What is a Capital Blockade

A capital blockade is an economic sanction that limits or prevents investment capital from flowing offshore from a country to be used for possibly questionable purposes.

Breaking Down Capital Blockade

A capital blockade may be imposed by a country or group of countries to hamper economic growth of the sanctioned country to pressure it to resolve differences by negotiations. Such sanctions may be an effective and relatively peaceful way to return to the bargaining table without escalation to armed conflict. A capital blockade may be combined with freezing foreign bank accounts that belong to the target country's citizens to add pressure.

Economic sanctions are the withdrawal of customary trade and financial relations for foreign and security policy purposes. They may be comprehensive, prohibiting commercial activity with an entire country, or they may be targeted, blocking the transactions of and with specific businesses, groups, or individuals. Since 9/11, there has been a shift toward targeted sanctions, which aim to minimize the effects on civilians. Sanctions take many forms, including travel bans, asset freezes, arms embargoes, capital restraints, foreign aid reductions, and trade restrictions.

Economic Sanctions Explained

National governments and international governing bodies such as the United Nations and European Union have imposed economic sanctions to coerce, deter, punish, or shame entities that endanger their interests or violate international norms. They have been used to advance foreign policy goals including counterterrorism, counternarcotics, nonproliferation, democracy and human rights promotion, conflict resolution and cybersecurity.

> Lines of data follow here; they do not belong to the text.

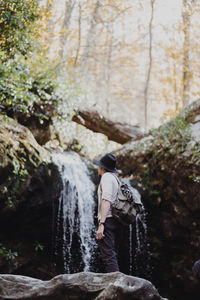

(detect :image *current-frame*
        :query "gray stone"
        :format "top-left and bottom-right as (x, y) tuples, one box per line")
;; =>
(0, 272), (167, 300)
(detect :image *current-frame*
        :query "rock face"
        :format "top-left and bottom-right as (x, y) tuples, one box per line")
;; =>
(0, 272), (167, 300)
(0, 117), (61, 279)
(115, 101), (200, 299)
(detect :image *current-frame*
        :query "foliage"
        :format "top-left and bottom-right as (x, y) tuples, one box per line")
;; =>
(0, 243), (18, 260)
(0, 55), (59, 122)
(0, 0), (39, 58)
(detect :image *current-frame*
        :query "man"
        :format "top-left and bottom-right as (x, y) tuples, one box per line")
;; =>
(94, 153), (122, 273)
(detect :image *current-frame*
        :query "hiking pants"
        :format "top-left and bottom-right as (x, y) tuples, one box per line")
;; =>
(98, 217), (122, 273)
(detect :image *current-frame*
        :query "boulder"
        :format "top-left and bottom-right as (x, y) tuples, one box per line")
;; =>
(114, 100), (200, 299)
(0, 272), (164, 300)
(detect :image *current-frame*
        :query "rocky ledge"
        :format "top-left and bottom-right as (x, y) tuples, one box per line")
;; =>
(0, 272), (166, 300)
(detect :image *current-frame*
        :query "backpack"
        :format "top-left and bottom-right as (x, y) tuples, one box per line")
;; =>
(111, 174), (144, 225)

Sanctions generally are viewed as a lower-cost, lower-risk, middle course of action between diplomacy and war. Policymakers may consider sanctions as a response to foreign crises where the national interest is minor or where military action is not feasible. Leaders may issue sanctions while they evaluate more serious action.

Usually, economic sanctions prohibit only a home country’s or region’s corporations and citizens from doing business with a blacklisted entity. Extraterritorial sanctions, also called secondary sanctions or a secondary boycott, are designed to restrict the economic activity of governments, businesses, and nationals of third countries. Many governments consider these sanctions a violation of their sovereignty and international law.

Sanction results vary by case. Sanctions with relatively limited objectives are more likely to succeed than those with major political ambitions. Sanctions may evolve. For example, except for a brief period in the 1980s, Washington has had sanctions on Tehran since U.S. hostages were taken in 1979. But the scope and logic of the sanctions has changed. The utility of sanctions is more important than whether they achieve their objectives. In some cases, sanctions may just be intended to express censure.